What I have tried, but I am doubtful about its accuracy: The equation $\mathbf{x}^{\prime} \mathbf{A} \mathbf{x}$ is a type of quadratic equation where the variables are represented by matrices and the coefficients are derived from a given matrix $\mathbf{A}$. In order to find $\mathbf{x}^{\prime} \mathbf{A} \mathbf{x}$ in this case, we must first calculate $\mathbf{A}^{\prime}$. After we have the value of $\mathbf{A}^{\prime}$, we can calculate $\mathbf{x}^{\prime} \mathbf{A} \mathbf{x}$ by $\mathbf{x}^{\prime} \mathbf{A} \mathbf{x} = \mathbf{x} \mathbf{A}^{\prime}$.

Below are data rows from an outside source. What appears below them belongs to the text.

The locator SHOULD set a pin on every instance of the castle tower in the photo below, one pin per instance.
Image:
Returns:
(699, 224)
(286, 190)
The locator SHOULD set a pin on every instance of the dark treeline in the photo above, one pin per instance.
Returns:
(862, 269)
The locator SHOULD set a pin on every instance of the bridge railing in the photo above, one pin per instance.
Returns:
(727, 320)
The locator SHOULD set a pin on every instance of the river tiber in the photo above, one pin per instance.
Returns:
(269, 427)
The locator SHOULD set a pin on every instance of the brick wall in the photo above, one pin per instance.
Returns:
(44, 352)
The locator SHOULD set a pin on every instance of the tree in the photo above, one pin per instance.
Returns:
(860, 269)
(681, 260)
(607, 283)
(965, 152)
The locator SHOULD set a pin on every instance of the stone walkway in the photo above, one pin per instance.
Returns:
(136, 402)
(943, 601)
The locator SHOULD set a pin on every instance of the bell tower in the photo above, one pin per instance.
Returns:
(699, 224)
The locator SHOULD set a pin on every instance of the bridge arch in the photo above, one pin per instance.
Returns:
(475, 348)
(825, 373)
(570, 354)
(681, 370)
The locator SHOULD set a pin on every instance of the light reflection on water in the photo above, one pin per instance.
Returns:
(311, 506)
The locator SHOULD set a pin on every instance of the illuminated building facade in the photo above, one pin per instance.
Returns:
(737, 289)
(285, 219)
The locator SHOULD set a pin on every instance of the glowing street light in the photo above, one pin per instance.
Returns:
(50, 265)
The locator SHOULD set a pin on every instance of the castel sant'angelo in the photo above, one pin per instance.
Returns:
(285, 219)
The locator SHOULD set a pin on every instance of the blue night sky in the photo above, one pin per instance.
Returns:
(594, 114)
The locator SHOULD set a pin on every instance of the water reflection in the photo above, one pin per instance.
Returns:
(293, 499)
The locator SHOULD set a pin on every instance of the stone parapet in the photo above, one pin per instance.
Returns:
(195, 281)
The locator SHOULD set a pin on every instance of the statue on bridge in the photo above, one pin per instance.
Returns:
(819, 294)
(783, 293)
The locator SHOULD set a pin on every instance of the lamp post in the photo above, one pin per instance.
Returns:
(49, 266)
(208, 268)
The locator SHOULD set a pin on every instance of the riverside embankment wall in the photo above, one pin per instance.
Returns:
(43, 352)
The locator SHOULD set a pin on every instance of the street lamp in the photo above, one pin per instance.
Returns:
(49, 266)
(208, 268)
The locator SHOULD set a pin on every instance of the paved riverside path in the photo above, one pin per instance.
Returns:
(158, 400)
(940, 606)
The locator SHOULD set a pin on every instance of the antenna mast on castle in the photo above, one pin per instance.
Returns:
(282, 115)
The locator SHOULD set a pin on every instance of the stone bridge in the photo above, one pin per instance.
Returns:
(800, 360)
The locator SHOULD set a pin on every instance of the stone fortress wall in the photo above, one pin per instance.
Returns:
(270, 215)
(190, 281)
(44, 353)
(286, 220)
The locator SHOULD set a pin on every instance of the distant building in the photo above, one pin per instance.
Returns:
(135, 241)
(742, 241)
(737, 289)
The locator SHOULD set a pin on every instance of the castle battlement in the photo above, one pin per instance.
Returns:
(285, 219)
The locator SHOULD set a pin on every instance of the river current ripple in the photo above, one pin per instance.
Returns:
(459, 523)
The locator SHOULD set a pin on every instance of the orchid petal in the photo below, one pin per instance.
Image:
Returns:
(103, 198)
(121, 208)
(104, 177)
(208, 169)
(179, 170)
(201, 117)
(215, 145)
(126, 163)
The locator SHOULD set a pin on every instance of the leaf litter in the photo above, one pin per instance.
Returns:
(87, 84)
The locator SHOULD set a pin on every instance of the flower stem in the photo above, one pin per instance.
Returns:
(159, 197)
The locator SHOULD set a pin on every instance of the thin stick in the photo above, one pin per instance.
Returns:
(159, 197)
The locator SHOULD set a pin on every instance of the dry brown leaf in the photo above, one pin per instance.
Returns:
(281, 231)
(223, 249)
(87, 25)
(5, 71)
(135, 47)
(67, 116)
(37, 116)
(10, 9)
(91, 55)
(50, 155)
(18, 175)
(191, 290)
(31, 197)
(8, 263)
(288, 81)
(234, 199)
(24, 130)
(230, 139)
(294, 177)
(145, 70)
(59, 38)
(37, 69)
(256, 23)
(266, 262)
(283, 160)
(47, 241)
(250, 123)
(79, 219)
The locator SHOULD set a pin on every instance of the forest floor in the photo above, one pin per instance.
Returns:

Proof: We can do this because they are both equal to the trace of the matrix $\mathbf{A}$. The trace of any matrix is the sum of the elements in the main diagonal. As such, $\mathbf{x}^{\prime} \mathbf{A} \mathbf{x}$ is equal to the sum of the elements in the main diagonal of the matrix $\mathbf{A}$, and $\mathbf{x} \mathbf{A}^{\prime}$ is equal to the same sum. Consequently, $\mathbf{x}^{\prime} \mathbf{A} \mathbf{x} = \mathbf{x} \mathbf{A}^{\prime}$.
Thanks for the help!
$\mathbf{x}^{\prime}$ is a $1 \times 3$ matrix; $\mathbf{x}$ is a $3 \times 1$ matrix. Multiply the matrices $\mathbf{x}^{\prime}A\mathbf{x}$. Your answer is the $1 \times 1$matrix whose only element is $$ax^2+by^2+cz^2+2dxy+2exz+2fyz$$